Came face to face with the fact that I don't have an ambitious bone in my body, and accepted that (I guess?).  Heard the voice from the top of the mountain -- which in my case was an apricot orchard in the upper Sacramento Valley -- and did what He said.  Disappointed one set of parents (mine) and thrilled another (hers) -- I think.  Mine got over it.  Don't know about hers.  It was all a long time ago.  But it was True Love. The dumbest stuff seemed like the hardest stuff at the time.  Like, telling my parents.  They hadn't heard the voice, after all.  Seems strange now that more than a third of a century has passed, to be thinking about it.  It was all a long time ago.  But! It. Was. True. Love.

And it still is.  (Cue birds and flowers!)

Funny thing about The Princess Bride -- Westley tells Buttercup about two things.  One is True Love:  "Death cannot stop true love. All it can do is delay it for a while;" and, "This is true love – you think this happens every day?"  The other is about life in general:  "Life is pain, Highness. Anyone who says differently is selling something."  So far, I think Westley was right on both counts.

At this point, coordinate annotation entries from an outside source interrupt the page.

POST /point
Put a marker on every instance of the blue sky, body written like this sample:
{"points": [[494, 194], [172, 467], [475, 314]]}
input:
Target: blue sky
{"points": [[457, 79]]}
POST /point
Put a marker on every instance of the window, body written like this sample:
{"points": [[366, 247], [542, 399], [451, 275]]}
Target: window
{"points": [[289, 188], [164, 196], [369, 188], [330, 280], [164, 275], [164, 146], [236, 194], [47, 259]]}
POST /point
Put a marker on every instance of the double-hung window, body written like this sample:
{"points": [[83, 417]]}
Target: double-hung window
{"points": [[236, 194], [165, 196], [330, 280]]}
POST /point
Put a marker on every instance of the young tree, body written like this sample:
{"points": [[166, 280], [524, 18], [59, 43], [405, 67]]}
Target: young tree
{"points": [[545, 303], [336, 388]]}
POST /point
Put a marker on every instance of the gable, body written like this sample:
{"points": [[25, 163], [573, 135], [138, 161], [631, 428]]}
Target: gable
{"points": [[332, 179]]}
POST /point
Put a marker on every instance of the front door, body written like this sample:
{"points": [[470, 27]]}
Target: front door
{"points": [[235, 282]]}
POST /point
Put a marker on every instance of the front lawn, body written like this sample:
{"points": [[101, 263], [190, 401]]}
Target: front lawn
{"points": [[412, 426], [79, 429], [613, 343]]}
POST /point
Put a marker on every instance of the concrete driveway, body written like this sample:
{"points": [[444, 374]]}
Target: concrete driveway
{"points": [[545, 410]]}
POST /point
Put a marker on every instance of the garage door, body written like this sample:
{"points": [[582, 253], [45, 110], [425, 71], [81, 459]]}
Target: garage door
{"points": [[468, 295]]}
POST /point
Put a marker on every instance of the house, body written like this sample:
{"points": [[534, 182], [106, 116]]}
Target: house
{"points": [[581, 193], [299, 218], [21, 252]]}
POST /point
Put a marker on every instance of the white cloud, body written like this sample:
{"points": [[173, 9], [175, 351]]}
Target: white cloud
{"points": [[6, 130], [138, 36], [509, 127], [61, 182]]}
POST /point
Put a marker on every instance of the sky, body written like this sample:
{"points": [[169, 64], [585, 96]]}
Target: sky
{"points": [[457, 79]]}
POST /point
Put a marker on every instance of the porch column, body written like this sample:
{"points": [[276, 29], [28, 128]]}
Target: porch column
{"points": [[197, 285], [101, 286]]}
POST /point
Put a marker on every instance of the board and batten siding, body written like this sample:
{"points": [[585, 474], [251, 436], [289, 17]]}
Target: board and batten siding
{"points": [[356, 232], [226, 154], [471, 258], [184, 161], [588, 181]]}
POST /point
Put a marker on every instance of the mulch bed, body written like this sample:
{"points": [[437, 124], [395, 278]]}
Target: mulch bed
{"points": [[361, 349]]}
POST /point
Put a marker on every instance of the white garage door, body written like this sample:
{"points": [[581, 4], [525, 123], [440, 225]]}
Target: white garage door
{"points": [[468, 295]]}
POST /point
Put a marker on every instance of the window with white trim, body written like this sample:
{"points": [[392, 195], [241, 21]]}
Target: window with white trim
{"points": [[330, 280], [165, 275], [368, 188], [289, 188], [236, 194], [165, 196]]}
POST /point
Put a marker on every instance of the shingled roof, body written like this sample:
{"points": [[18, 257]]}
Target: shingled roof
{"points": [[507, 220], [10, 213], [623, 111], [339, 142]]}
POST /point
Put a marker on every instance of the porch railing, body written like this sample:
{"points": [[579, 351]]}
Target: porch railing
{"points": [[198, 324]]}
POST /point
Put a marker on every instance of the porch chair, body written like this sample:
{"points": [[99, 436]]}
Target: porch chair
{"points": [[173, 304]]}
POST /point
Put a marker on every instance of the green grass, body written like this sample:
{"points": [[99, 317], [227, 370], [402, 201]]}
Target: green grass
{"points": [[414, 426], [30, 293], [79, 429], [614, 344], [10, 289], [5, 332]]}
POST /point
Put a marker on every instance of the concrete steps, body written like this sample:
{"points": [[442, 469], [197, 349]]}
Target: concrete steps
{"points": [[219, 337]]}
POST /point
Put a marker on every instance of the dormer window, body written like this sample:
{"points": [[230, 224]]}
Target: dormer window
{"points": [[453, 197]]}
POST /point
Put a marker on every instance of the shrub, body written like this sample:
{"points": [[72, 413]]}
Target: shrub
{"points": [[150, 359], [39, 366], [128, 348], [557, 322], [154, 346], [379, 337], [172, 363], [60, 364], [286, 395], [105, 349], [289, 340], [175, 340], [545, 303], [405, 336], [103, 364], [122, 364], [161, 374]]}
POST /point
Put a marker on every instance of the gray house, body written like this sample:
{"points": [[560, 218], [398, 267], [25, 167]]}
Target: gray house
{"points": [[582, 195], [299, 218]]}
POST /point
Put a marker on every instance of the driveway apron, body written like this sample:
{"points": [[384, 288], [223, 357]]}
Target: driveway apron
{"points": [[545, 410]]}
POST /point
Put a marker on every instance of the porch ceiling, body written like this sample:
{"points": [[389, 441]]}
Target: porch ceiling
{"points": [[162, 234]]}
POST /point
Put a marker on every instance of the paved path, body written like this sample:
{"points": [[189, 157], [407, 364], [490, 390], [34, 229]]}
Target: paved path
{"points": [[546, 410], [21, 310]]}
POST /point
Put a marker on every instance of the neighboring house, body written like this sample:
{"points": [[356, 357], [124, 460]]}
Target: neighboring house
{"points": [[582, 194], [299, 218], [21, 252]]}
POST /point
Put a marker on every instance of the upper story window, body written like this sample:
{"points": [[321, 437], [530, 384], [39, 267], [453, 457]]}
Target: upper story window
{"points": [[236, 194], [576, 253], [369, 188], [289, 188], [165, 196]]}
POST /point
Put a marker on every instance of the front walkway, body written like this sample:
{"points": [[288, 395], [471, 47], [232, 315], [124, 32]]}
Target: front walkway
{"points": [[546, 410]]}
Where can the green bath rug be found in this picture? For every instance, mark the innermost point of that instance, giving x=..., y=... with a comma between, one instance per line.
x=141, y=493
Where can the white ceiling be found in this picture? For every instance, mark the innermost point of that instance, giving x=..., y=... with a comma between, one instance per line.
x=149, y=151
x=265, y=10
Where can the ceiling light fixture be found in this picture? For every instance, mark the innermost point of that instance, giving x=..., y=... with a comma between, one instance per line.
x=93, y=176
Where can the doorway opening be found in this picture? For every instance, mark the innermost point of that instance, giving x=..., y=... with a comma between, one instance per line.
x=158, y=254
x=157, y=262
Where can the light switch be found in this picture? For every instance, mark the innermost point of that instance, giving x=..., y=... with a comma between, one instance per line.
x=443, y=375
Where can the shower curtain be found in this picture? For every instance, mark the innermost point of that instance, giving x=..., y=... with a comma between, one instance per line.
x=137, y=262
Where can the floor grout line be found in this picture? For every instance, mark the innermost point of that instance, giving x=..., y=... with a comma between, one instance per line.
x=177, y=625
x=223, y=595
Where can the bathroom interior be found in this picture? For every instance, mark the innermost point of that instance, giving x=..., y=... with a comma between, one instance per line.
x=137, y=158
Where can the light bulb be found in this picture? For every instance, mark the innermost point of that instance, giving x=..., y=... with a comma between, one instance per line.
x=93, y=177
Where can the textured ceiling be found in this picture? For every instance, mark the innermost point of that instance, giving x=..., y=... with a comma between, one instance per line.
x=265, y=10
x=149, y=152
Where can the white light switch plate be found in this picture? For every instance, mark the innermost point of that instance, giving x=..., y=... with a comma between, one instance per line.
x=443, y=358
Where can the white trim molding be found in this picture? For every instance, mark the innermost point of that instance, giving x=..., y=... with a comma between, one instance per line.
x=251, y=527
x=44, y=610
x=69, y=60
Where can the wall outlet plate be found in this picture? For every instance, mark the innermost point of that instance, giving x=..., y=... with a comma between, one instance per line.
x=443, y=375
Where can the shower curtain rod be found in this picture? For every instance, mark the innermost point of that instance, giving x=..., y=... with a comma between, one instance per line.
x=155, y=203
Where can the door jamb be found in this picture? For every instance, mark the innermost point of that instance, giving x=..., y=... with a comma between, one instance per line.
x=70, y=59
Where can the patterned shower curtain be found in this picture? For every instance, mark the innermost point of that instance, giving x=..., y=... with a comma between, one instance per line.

There is pain.  But the True Love part changes the Pain part.  I have the pain of aging, the pain of Dealing With The Details of Daily Life (often, as amplified by multiple layers of Government Intrusion), the pain of not being able to do much about the pain suffered by those I love.  But at least it's not the pain of remorse, the pain of having your dreams haunted by The Ancient Booer: "Because you had love in your hands, and you gave it up!" 

"So bow down to her if you want, bow to her. Bow to the Queen of Slime, the Queen of Filth, the Queen of Putrescence. Boo. Boo. Rubbish. Filth. Slime. Muck. Boo. Boo. Boo!"

1/16/2015

Android Through-the-Looking-Glass Reader App

I got the Kindle reader app for my Samsung Galaxy 4 tablet.  Because I have that with me at work. 

Cons:  Harder to turn the page with your left hand. Battery goes down faster than Kindle Keyboard e-reader. If there's a built-in dictionary I haven't figured out how to use it. Harder to mark passages.  And so on.

Pros:  Well, it's there, so I can pick up that hard slog through Adam Smith's Theory of Moral Sentiment  during lunch and make some progress. 

Or can I???

The Android Kindle reader app has this little thing that tells you how much longer it is going to take to finish the book.  If you open the reader and then pay more attention to your salad than the book, you actually go into negative reading progress.  The more often I chip away at a few pages of 18th century philosophy, the farther away (in time) the app thinks I am from the end.  Over the last few sessions, I've seen my finish estimate go from 4 hours 30 minutes to 6 hours 40 minutes.  I feel like Alice in the Looking Glass world.

As Adam Smith would say, how frequently soever one makes application to endeavor to accomplish that to which all good will and firmness of purpose has set the effort toward the end in mind, never the less does the final attainment of the long sought after goal seem to vanish like morning mist.